The actors are all barefoot as they move around a glass enclosure initially shrouded in black. As the black monolith which frames the 3-sided stage ascends, the sweaty dockworkers are cleaning themselves in a shower. This is a show of the tactile and the sensory. An uncle’s affection for his niece is shown through every stroke of her naked legs, as she wraps herself around him, clinging to him with every muscle in her body.  For every look and touch Eddie showers on her, his wife stands aside, untouched, unnoticed. The Italian-American lawyer who narrates the story as the Greek chorus**, often walks the perimeter of the space, until he too is pulled into it.  There is either intense closeness or an abyss of distance for all the characters.

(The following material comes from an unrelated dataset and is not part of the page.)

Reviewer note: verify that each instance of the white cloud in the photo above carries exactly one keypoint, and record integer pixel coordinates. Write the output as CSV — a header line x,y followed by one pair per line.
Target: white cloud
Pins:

It is easy to get lost in the terrific direction, but it would not work without the actors finding the right balance as well. Strong is a powerhouse here.  His pleas to the lawyer that Rodolpho is "not right" are agonizingly uncomfortable.  His constant reassurances to Beatrice that he's doing this for family are (intentionally) painfully unconvincing.  Strong is this terrifying physical presence and yet putty in Catie's hands too.  That he can find the range, between aggressive machismo and weak pawn to his own desires, makes his performance all the more believable and terrifying.  He's not likeable--he can't be--but you feel the pull of his magnetism and that unto itself adds another layer to the production's every increasing anxiety. 


A steady underscoring of sound or music is constantly heard somewhere in the ether. This shadowy world is full of distrust, paranoia, government interference, struggle, and violence.  Van Hove illustrates this with a persistent and ominous drum beat—whether the thumping of a tell-tale heart, an indomitable libido, or the lighthouse warning for the dangerous rocks ahead, there is no escaping. It is inevitable.

Even in the smallest details, the change in Catie's costuming for instance (from color to black and white), van Hove uses every piece of information at his fingertips to coax out the story quietly, since the meat of the story itself is raw and rough on on its own.  Taking all that energy, heat, and volume, van Hove and his creative team turns it down to a terrifying low rumble for the audience to absorb almost through osmosis. 

Van Hove manages to wring so much out of so little. As the family tensions reach their apex, he stages an entire scene with extenuated pauses. No one is making eye contact. Everyone is staged alone with space between them. And the explosive conversation drags on and on as each line is given extra weight. The anxiety builds in the audience as we wait for every line, every response, every pause, and every step closer to the family's explosion.
At two hours with no intermission the audience is placed in a pressure cooker and we endure the building tension as the characters do. But when all hell breaks loose and tragedy must befall this family, the carnage that is done onstage is beautiful, visceral, physical, abusive, and breathtaking. When death has a smell you cannot escape, you know you’re in the hands of a particularly skilled director.  This production shows that a minimalist approach can crack open the soul of a play and in a time when excess on stage seems to rule the day, it reminds us that the greatest struggles can be perfectly illustrated with so little. 


*I never saw the most recent Broadway production of A View From the Bridge. And frankly now that I have seen this I'm glad I came to it totally fresh.

**I'm still thinking about about how Miller has framed these characters and whether the "othering" I felt came from the play, the production, or simply the odd circumstance of seeing an American immigrant story in a theater in London.  I'm not sure.  But the framework of having the Italian-American lawyer "explain" the cultural nuances of the family's behavior made me feel like it was in the text. And in some ways I wasn't troubled by the "othering," (maybe that itself is a problem) except to the extent that it allows the audience to find some distance from the material as this just being about crazy I-talians being hotblooded and violent.